Sohliloquies: Diving Deeper Into Deep Dream: Different Distortions

The moment you get Google Research's Deep Dream project set up, you can make it do incredible things. If you want to generate trippy zooms with lots of dogs and eyes, the code Google provides works more or less out-of-the-box.

For reference, here is a gist for a .py file containing all the code from the notebook. This is meant to be run through an interactive interpreter, e.g. by providing the -i flag at runtime or, in iPython, starting a new notebook and then executing e.g. "run demo.py".

And, here is a gist for a similar but extended piece of code which takes an input file on the command line and performs the iterative process described at the very end of the researchers' original iPython notebook. Both these files are almost entirely composed of code from that notebook; they're just provided as references, so we can have some well-established starting points from which to branch out.

Prelude

Cards on the table. I'm not here to teach you about neural nets or about Deep Dream. I'm here to show you some really fucking cool graphics (watch that link to the end, I promise it's worth it), and I'm here to give you some ideas about how you could make your own. If you aren't interested in the blow-by-blow, and want to hurry up and get to the blow-my-mind, just pop on down to the bottom of the post, where you'll find a list of every graphic linked to in the body here, compiled for your browsing pleasure.

Okay, with that out of the way, let's do a quick overview of how those gists work, just so we know where we're starting from. I'm going to just quickly walk through the latter one, because its functionality is basically a superset of the former's.

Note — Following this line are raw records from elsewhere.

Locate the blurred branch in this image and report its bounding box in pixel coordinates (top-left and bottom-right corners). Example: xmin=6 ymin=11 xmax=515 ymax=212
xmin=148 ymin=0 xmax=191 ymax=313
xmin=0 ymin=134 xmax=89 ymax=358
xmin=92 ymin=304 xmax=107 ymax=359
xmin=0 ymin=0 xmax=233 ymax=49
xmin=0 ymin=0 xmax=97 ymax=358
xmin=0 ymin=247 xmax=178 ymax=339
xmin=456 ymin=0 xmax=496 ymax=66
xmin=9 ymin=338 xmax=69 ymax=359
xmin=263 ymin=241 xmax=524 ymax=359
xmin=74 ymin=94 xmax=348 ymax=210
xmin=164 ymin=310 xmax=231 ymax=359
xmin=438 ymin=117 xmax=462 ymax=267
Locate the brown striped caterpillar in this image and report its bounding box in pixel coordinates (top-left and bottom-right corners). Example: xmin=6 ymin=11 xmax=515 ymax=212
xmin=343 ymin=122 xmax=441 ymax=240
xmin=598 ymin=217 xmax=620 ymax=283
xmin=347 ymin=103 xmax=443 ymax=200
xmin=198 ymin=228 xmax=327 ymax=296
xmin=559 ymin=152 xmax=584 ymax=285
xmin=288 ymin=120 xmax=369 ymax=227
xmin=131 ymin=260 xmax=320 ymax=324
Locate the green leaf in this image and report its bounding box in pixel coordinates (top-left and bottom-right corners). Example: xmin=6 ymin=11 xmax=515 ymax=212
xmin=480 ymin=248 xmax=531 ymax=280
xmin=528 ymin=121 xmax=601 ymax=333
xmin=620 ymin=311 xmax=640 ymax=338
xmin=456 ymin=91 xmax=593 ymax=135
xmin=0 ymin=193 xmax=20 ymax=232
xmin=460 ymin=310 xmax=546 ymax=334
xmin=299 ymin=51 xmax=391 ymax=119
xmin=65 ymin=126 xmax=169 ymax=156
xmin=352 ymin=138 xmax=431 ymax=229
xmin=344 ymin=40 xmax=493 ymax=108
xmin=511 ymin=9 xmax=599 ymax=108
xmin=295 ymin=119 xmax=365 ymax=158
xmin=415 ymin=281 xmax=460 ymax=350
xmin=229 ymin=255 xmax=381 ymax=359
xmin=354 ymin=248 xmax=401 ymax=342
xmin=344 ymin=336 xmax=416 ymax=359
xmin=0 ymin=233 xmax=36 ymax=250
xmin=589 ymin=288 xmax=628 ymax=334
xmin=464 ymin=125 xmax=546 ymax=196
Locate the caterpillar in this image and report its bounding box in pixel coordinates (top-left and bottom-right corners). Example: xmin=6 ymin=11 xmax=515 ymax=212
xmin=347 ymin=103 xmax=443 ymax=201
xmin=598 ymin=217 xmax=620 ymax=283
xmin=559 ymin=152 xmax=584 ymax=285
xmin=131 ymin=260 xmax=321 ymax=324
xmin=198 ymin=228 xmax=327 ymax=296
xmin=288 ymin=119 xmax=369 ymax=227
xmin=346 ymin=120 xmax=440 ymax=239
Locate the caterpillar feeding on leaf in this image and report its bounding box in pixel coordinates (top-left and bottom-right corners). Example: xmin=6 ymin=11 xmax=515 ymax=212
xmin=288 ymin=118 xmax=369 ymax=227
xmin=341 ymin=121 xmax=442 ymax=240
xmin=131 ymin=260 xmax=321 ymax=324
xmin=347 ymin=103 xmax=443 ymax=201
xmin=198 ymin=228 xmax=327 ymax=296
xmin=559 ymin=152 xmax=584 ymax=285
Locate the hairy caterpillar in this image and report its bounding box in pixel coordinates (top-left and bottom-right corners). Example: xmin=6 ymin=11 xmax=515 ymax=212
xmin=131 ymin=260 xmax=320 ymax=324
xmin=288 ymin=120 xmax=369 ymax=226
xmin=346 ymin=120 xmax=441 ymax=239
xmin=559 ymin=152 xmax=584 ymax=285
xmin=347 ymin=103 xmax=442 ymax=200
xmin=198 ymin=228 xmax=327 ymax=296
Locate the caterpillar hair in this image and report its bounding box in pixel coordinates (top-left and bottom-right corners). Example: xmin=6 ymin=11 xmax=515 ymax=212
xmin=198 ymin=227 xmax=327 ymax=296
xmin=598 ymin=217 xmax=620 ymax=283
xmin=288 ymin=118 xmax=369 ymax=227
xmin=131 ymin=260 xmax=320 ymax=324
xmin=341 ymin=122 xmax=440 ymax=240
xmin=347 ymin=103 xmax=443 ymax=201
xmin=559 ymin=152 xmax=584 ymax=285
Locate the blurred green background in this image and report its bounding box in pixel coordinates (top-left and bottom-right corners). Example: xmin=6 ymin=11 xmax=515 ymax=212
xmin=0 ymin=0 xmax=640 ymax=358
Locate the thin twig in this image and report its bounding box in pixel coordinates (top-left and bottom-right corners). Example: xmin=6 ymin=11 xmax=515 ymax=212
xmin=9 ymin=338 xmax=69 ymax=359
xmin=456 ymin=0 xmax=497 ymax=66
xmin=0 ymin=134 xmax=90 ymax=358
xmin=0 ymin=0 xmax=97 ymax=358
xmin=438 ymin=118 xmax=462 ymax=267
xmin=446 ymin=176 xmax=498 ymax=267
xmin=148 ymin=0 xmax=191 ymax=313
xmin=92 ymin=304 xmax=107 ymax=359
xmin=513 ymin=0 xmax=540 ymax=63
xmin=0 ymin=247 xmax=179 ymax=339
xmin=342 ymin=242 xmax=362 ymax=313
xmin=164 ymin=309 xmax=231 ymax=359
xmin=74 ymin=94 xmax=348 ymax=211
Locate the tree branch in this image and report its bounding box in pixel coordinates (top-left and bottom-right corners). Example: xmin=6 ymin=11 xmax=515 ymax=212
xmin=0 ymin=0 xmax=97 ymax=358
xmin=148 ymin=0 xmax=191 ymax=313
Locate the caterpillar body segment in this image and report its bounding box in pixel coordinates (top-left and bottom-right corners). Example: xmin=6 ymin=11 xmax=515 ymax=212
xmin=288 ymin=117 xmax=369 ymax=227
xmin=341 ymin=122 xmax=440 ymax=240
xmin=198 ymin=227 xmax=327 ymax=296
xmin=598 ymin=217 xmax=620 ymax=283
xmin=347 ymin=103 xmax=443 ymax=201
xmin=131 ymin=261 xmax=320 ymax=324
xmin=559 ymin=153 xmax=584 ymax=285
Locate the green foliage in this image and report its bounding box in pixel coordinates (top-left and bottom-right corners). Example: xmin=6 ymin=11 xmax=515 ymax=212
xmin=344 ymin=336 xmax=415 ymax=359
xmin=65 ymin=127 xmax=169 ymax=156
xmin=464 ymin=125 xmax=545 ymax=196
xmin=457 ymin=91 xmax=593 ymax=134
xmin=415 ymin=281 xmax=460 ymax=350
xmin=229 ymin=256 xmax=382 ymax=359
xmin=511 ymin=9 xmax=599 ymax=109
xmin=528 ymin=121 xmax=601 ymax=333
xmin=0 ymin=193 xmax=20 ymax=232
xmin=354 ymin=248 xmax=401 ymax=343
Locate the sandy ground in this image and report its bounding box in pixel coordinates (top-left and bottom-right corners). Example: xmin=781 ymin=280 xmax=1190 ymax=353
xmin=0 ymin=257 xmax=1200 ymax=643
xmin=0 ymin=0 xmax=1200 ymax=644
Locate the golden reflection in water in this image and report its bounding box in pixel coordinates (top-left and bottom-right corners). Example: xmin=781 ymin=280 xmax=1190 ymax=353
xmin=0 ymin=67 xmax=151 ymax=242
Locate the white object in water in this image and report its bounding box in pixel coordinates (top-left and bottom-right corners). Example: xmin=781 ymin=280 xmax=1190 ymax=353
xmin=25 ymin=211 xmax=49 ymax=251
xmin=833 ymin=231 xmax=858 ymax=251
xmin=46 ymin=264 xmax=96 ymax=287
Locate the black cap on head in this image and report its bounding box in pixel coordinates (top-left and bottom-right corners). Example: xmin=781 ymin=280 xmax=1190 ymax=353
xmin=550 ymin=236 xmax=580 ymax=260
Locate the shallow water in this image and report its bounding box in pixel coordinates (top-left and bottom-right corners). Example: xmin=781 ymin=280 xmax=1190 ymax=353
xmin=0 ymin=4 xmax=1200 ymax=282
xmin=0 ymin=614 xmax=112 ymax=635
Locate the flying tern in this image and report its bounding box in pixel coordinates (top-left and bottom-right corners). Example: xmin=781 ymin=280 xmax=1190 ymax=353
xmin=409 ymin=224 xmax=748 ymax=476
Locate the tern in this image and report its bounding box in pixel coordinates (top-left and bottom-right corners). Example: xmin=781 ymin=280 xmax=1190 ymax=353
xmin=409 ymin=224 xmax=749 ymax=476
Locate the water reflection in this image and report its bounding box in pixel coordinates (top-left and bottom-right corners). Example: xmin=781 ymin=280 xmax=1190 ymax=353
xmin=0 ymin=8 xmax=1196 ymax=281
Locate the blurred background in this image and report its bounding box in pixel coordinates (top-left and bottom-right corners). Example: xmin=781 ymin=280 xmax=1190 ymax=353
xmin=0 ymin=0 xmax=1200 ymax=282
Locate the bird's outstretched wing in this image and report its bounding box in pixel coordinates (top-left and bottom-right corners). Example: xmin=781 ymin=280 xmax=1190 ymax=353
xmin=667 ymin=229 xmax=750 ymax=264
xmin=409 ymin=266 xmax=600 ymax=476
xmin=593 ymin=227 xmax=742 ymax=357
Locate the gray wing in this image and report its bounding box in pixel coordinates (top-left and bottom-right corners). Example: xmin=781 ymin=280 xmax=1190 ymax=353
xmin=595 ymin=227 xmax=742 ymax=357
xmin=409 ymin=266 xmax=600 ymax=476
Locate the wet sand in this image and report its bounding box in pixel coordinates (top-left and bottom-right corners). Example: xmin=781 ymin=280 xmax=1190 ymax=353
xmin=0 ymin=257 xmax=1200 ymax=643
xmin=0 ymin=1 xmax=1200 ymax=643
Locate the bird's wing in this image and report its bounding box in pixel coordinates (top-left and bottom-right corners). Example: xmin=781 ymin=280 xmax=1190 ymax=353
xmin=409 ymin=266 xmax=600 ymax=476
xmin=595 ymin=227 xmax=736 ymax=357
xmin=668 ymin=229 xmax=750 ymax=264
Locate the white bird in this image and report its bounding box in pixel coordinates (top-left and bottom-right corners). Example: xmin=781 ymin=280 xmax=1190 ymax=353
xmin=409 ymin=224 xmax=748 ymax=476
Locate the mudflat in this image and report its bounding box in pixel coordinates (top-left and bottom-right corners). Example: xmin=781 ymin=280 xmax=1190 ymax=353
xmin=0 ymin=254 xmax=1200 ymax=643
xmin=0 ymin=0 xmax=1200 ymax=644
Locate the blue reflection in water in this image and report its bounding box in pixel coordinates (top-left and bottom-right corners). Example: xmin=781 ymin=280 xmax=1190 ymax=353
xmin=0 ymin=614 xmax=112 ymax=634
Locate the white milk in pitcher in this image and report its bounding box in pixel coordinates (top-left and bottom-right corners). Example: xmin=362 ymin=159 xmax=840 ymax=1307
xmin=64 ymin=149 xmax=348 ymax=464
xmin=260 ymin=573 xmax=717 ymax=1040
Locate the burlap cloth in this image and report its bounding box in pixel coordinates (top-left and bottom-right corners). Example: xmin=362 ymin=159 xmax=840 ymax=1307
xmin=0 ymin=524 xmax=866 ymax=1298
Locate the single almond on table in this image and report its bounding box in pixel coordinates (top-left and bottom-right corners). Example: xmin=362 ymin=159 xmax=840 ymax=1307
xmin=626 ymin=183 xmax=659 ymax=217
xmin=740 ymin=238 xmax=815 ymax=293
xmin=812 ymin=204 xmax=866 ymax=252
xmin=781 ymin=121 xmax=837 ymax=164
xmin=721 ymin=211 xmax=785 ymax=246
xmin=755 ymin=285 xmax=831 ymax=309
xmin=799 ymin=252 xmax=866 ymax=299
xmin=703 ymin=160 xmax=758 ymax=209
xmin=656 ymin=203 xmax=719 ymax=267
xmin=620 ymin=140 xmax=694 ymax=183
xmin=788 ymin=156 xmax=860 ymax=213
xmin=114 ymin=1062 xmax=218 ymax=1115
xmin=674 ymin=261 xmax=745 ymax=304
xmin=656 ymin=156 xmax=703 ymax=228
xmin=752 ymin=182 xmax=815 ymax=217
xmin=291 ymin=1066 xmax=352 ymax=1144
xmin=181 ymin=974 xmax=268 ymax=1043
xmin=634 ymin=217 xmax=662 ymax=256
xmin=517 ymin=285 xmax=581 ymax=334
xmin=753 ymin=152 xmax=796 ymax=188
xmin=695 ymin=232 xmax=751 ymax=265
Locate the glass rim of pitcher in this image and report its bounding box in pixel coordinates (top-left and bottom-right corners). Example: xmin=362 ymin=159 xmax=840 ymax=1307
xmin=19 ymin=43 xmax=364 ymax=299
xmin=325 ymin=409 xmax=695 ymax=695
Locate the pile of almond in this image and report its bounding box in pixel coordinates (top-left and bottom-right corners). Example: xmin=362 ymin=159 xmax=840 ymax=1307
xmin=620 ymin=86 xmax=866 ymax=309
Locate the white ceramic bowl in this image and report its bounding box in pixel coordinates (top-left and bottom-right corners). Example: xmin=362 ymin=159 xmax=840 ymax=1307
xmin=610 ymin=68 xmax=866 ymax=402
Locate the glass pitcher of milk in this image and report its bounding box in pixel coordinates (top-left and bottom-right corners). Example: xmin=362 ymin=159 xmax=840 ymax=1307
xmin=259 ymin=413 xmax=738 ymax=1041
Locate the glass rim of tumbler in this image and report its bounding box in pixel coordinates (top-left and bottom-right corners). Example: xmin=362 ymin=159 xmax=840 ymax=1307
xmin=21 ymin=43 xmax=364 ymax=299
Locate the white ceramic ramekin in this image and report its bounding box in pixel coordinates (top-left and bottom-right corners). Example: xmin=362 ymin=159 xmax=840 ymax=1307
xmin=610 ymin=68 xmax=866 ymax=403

First, a Caffe model is loaded from a baked-in path. This is all fairly standard boilerplate. One important feature is that we require that the model be able to compute its own gradients. This is used later, in the optimization step.

Then we make a directory to store hallucinated (excuse me--dreamed) images in, load an image to start from, and we're off to the races. Inside the loop, we save our image, distort it, and apply a scaling factor. The image is represented internally as a multidimensional NumPy array, which makes it easy to transform. SciPy's ndimage library works well here, and is used in the code provided above.

The distortion step, which is where we actually consult our neural network, is done by deepdream(), which in turn delegates in part to make_step(). The interaction between the two of them is tricky to unravel, so suffice it to say that the end result of them is that they use gradient ascent to find small distortions ("details" in the parlance of the source comments) which maximize the increase in neural net layer activation. Or, in other words, they figure out small changes to the image which produce big changes in how much the neural net sees.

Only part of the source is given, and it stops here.